Tell us something about the other Assamese film Maj Rati Keteki..

Maj Rati Keteki, is directed by Santwana Bardoloi who returns to direction after20 years. She made a path-breaking period film called Adajya in 1997. I portray Priyendu Hazarika, a famous writer who comes back to his hometown in Assam after 10 years. This brings back to him a lot of fond and sad memories. He realises that the city has changed and this influences his writing too. His memories are intercut with memories of his boyhood friend Bhola, slave-driven by his master. The writer is haunted by sad ghosts of the past It was a very good role for me because I had the opportunity of going back to my home state and reliving some of my own memories of growing up in Goalpara. In fact, both the films place the protagonist within a very tiny and tight space where you can't help but put behind the hidden ghosts of the past, the grudges and the acquisitions

Among the Bollywood films that you have done, which director has impressed you the most?

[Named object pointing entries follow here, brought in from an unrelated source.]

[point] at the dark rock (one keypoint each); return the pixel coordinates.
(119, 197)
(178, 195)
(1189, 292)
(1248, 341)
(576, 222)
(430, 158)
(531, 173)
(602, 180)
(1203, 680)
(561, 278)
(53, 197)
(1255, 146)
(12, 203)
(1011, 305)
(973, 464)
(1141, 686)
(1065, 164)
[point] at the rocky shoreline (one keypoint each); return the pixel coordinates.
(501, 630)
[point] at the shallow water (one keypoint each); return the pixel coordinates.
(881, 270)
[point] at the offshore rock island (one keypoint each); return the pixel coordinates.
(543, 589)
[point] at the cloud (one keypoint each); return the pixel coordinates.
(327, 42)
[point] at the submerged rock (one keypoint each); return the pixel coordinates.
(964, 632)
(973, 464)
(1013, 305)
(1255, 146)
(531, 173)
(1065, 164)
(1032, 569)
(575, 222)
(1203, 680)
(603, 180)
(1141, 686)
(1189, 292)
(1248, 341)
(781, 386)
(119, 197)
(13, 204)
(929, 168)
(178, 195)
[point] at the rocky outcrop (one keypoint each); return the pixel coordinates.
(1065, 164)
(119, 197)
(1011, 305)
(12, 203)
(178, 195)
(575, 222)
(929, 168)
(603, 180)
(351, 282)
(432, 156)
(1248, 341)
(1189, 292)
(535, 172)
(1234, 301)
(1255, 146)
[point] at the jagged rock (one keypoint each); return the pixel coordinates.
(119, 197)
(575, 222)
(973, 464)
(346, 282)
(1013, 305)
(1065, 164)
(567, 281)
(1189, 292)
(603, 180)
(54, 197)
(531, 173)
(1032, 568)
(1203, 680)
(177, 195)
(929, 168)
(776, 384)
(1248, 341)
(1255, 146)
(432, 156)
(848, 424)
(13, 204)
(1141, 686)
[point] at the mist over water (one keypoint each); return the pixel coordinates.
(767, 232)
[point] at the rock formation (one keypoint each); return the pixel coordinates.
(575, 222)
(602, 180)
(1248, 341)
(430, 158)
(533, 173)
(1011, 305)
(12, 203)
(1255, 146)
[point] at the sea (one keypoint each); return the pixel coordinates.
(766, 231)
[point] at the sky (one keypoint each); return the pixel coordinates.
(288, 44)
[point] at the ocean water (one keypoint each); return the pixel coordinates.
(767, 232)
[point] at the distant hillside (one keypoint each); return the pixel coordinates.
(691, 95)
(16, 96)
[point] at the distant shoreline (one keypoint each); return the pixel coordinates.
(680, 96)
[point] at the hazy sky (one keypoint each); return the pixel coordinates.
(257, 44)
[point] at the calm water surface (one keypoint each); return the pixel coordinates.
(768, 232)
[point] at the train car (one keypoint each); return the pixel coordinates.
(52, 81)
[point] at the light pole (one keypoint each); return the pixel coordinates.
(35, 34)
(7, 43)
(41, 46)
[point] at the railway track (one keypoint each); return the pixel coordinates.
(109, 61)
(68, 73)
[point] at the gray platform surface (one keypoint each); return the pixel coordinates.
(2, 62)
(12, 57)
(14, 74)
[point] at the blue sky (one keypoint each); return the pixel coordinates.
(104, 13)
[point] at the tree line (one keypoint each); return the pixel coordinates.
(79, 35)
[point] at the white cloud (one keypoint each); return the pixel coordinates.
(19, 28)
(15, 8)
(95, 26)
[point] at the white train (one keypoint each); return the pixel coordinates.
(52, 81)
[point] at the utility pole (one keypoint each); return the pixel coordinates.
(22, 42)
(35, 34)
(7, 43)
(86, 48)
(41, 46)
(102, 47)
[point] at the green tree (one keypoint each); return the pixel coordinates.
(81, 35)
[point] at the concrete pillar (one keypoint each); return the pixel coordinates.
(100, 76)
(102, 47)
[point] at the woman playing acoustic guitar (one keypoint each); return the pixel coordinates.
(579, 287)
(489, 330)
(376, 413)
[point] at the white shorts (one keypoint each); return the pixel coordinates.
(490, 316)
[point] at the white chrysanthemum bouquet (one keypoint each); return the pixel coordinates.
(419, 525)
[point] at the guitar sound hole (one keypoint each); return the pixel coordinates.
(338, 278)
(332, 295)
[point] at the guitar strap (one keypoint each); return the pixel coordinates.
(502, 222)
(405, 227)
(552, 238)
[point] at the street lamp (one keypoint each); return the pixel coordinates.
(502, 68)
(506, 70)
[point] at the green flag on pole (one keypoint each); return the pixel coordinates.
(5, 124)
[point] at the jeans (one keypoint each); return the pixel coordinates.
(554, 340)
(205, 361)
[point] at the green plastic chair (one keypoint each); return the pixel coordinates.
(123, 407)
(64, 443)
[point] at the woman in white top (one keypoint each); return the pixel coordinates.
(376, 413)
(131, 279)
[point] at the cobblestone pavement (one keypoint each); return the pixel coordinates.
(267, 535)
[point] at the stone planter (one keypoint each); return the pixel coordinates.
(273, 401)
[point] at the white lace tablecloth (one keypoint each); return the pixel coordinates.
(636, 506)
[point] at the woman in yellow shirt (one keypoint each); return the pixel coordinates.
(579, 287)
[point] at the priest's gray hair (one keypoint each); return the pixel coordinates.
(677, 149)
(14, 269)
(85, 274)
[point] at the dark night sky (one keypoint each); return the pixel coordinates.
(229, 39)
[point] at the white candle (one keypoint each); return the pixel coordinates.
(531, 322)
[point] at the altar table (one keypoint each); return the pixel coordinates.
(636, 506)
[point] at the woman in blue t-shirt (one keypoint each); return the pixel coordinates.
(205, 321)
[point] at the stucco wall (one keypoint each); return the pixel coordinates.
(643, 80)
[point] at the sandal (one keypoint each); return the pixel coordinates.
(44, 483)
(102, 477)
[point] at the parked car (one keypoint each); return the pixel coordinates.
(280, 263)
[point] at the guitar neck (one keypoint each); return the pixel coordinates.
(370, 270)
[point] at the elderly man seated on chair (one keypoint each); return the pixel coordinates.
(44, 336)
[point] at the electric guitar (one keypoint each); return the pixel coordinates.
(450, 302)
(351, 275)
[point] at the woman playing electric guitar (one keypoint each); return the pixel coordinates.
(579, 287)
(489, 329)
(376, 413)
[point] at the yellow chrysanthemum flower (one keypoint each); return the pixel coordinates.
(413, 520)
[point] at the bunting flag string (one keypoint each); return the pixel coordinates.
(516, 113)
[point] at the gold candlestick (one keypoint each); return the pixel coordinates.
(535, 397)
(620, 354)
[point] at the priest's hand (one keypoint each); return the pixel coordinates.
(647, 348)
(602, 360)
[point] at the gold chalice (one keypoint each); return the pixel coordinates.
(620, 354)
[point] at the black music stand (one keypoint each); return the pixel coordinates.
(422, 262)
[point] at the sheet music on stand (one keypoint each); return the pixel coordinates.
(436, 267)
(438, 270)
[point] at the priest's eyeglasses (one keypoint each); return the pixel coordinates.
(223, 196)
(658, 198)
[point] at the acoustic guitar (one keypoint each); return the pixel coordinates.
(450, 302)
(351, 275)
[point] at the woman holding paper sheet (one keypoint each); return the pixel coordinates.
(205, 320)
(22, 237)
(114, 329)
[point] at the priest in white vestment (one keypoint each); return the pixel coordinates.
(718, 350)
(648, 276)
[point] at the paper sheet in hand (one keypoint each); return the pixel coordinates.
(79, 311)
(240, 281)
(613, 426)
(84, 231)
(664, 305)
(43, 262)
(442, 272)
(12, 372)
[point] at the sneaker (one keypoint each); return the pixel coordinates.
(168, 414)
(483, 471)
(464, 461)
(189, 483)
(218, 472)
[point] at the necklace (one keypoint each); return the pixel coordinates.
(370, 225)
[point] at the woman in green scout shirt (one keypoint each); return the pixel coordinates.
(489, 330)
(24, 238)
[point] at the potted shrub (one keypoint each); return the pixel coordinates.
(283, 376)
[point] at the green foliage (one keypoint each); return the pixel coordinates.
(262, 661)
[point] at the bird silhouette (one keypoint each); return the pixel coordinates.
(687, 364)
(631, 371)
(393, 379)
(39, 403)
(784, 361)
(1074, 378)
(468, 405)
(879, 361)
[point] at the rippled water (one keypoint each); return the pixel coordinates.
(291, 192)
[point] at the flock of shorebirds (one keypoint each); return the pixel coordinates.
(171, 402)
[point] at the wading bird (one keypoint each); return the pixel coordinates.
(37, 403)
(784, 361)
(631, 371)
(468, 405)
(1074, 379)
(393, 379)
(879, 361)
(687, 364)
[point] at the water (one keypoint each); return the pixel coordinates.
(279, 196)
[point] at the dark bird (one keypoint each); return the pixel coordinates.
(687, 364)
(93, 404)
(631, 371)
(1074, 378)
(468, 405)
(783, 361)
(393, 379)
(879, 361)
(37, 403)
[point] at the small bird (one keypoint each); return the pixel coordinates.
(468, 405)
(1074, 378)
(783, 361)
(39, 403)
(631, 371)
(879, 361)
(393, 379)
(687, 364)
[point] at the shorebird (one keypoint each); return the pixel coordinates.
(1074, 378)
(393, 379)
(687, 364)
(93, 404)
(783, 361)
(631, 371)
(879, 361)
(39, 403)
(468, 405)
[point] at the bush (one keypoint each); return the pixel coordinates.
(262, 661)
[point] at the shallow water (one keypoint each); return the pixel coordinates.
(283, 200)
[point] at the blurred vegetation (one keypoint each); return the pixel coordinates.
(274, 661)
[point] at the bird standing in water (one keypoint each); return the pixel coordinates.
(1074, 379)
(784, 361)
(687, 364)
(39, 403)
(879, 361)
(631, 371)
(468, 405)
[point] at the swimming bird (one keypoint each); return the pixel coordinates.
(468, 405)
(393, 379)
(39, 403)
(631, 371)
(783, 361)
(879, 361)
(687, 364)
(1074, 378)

I have learnt different things from different filmmakers and I have liked them for their individual approach. I have done both theatre and cinema but if you ask me, basically, the truthful world in both television and cinema remains the same. Having said that, I find cinema very scary because whatever I do in front of the camera is frozen for life and you cannot do one thing about it. Besides, cinema is shot haphazardly and not sequentially like we do in theatre. You do not exactly know how you are being presented by the camera because the presentation is the contribution of many people and the actor has little control over it.

You have done theatre, television and cinema. Is there a scale of preference among these three for you as an actor?

I find cinema quite scary because whatever you do in the final take is frozen forever and you cannot do it all over again. The other reason is that a story for cinema is not shot consequentially from beginning to end and this is done only when the film is being edited. So, an actor has to pick up the finer nuances of a given scene at that point of time and deliver perfectly. Television is sequential but otherwise there is not much difference between television and cinema. But the stage is fluid, flexible and can be improved upon by an actor from one performance to the next and that is a happy thing for any actor. Cinema is something produced by an entire team and you are just a tiny speck in that large ocean. So your contribution does not enrich you as much as you would like to believe.